Edited by Etsuko Matsuura. Yoko Satta: Corresponding author. E-mail: satta@soken.ac.jp. Footnotes: GIs, genomic islands; R-M system, restriction modification system; MFRHA, mannose-fucose-resistant hemagglutinin; CcrM, cell-cycle regulated methyltransferase |
Vibrio parahaemolyticus is a γ-proteobacterium which inhabits marine and estuarine environments in the tropical and temperate zones of the world. Virulent strains cause gastroenteritis in humans through the ingestion of seafood contaminated due to raw or insufficient cooking forms. Virulent strains carry either or both of two virulence genes: the tdh gene encoding the thermostable direct hemolysin (TDH), and the trh gene encoding the thermostable direct hemolysin-related hemolysin (TRH) (Nishibuchi and Kaper, 1995). The enteropathogenicity of V. parahaemolyticus mainly results from the enterotoxic activity of TDH and/or TRH (Nishibuchi and Kaper, 1995). Infections by the virulent strains had been limited to local areas before 1995. However, a new pathogenic type of V. parahaemolyticus emerged in Asia in 1995 and then infection by these new-type strains spread rapidly to North and South America, Europe, and Africa (Okuda et al., 1997; Matsumoto et al., 2000; Martinez-Urtaza et al., 2004; Ansaruzzaman et al., 2005; González-Escalona et al., 2005; Cabanillas-Beltrán et al., 2006; Nair et al., 2007). Because the infection by these strains spread across international borders, these strains have been called “pandemic” or “post-1995 pandemic” strains (Matsumoto et al., 2000; Hurley et al., 2006).

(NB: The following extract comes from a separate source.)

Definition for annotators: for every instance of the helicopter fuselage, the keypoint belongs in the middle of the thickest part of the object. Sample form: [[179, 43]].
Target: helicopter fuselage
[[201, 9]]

Genetic analyses of these strains isolated in various parts of the world after 1995 demonstrated that these strains had the tdh gene, but lacked the trh gene. Experimental analyses revealed that the activity of TDH in these pandemic strains do not differ from that in non-pandemic virulent strains, suggesting the pandemicity should be attributed to other genetic changes in the genome of new strains (Okuda et al., 1997). Further analysis by the arbitrarily primed PCR showed that the DNA fingerprints of these pandemic strains are identical (Okuda et al., 1997). This implied that they are genetically homogeneous, indicating their clonality. This clonality was also supported by the fact that most of these strains belong to a single “new” serotype O3:K6 (Okuda et al., 1997). Additionally, several PCR analyses identified nucleotide sequences unique to these pandemic strains (Matsumoto et al., 2000; Nasu et al., 2000; Iida et al., 2001; Williams et al., 2004; Okura et al., 2004, 2005). However, where and how these pandemic strains have emerged and how the infection by these strains have spread throughout the world are not known to date.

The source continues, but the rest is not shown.